Relativistic Thermodynamics

Einstein’s special theory of relativity has formulas, called Lorentz transformations, that convert time or distance intervals from a resting frame of reference to a frame zooming by at nearly the speed of light. But how about temperature? That is, if a speeding observer, carrying her thermometer with her, tries to measure the temperature of a gas in a stationary bottle,what temperature will she measure? A new look at this contentious subject suggests that the temperature will be the same as that measured in the rest frame. In other words, moving bodies will not appear hotter or colder.

You’d think that such an issue would have been settled decades ago, but this is not the case. Einstein and Planck thought, at one time,that the speeding thermometer would measure a lower temperature,while others thought the temperature would be higher. One problem is how to define or measure a gas temperature in the first place.

James Clerk Maxwell in 1866 enunciated his famous formula predicting that the distribution of gas particle velocities would look like a Gaussian-shaped curve. But how would this curve appear to be for someone flying past? What would the equivalent average gas temperature be to this other observer? Jorn Dunkel and his colleagues at the Universitat Augsburg (Germany) and the Universidad de Sevilla (Spain) could not exactly make direct measurements (no one has figured out how to maintain a contained gas at relativistic speeds in a terrestrial lab), but they performed extensive simulations of the matter.
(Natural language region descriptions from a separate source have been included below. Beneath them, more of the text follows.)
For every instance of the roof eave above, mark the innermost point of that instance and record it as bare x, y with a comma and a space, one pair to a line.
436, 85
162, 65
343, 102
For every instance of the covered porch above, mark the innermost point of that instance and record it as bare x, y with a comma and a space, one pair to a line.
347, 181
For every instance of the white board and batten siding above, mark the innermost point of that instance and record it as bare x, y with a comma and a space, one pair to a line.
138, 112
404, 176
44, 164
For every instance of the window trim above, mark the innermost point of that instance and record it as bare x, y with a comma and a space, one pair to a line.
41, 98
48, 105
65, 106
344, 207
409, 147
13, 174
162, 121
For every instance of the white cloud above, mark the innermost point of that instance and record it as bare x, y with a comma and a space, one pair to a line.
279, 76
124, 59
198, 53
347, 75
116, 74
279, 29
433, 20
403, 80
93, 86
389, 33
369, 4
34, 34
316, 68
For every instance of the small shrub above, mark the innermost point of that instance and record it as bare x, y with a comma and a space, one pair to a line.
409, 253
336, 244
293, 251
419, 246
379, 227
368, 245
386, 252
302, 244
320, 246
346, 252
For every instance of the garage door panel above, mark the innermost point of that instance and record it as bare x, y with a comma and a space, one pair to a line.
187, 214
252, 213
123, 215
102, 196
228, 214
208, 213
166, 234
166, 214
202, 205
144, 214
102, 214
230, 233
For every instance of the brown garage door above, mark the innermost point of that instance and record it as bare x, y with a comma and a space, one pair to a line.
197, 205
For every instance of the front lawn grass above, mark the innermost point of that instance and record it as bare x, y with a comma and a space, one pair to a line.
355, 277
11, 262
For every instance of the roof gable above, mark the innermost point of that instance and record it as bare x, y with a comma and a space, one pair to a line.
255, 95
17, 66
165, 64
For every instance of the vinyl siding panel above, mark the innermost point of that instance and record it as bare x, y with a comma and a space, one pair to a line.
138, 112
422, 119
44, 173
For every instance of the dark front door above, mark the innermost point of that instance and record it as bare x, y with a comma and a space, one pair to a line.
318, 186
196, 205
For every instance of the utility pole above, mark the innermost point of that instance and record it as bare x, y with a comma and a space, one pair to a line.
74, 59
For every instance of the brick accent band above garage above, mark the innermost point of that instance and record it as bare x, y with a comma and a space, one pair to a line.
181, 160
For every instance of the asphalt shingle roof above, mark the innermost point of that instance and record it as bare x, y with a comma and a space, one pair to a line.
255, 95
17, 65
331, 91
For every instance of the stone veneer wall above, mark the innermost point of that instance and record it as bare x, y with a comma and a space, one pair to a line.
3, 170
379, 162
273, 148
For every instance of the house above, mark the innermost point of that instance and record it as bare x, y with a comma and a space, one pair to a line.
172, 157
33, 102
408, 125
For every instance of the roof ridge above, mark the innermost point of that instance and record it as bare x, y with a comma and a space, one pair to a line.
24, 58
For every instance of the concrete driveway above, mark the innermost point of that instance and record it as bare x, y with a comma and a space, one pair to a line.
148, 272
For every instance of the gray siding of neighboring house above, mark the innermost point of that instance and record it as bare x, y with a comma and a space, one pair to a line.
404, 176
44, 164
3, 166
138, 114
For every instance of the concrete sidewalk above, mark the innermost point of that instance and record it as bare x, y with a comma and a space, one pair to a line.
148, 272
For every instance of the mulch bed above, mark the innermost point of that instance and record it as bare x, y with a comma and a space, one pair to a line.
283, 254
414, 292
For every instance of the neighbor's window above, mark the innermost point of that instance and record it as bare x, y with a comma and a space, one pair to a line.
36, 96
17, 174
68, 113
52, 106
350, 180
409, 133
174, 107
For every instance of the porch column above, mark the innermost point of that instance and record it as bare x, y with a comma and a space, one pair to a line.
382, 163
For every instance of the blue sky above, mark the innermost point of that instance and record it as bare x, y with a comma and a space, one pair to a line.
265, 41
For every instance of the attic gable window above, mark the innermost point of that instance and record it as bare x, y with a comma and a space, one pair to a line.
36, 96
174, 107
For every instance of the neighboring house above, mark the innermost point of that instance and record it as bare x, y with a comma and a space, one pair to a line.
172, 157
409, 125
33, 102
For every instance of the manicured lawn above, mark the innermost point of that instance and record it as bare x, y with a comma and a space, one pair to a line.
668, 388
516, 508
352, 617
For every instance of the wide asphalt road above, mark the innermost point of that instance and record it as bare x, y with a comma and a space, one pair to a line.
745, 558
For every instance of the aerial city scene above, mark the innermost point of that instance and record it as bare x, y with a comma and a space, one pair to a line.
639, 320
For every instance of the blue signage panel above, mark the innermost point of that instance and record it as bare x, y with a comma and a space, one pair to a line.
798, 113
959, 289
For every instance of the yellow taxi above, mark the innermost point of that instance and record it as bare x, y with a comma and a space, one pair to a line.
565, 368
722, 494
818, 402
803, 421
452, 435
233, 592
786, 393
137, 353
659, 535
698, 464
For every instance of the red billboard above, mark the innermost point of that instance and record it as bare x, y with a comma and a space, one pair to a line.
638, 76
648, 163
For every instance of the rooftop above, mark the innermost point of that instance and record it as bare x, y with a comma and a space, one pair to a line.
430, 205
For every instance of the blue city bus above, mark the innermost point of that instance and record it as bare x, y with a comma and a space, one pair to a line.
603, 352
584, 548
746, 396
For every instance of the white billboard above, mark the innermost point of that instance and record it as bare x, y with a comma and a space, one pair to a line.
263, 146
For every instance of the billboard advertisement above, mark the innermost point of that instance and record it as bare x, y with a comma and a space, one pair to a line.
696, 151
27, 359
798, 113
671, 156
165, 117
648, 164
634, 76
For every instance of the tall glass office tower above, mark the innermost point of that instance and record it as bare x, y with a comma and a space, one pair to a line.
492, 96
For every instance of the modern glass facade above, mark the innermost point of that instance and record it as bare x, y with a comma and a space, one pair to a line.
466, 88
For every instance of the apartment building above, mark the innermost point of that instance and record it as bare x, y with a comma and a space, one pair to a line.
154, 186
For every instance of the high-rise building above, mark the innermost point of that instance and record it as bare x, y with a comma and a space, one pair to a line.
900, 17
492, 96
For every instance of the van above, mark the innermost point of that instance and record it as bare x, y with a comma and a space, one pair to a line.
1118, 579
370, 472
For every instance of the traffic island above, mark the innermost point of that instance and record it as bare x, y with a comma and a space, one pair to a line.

Dunkel (joern.dunkel@physik.uni-augsburg.de ) says that some astrophysical systems might eventually offer a chance to experimentally judge the issue. In general the effort to marry thermodynamics with special relativity is still at an early stage. It is not exactly known how several thermodynamic parameters change at high speeds. Absolute zero, Dunkel says, will always be absolute zero, even for quickly-moving observers. But producing proper Lorentz transformations for other quantities such as entropy will be trickier to do. (Cubero et al., Physical Review Letters, 26 October 2007)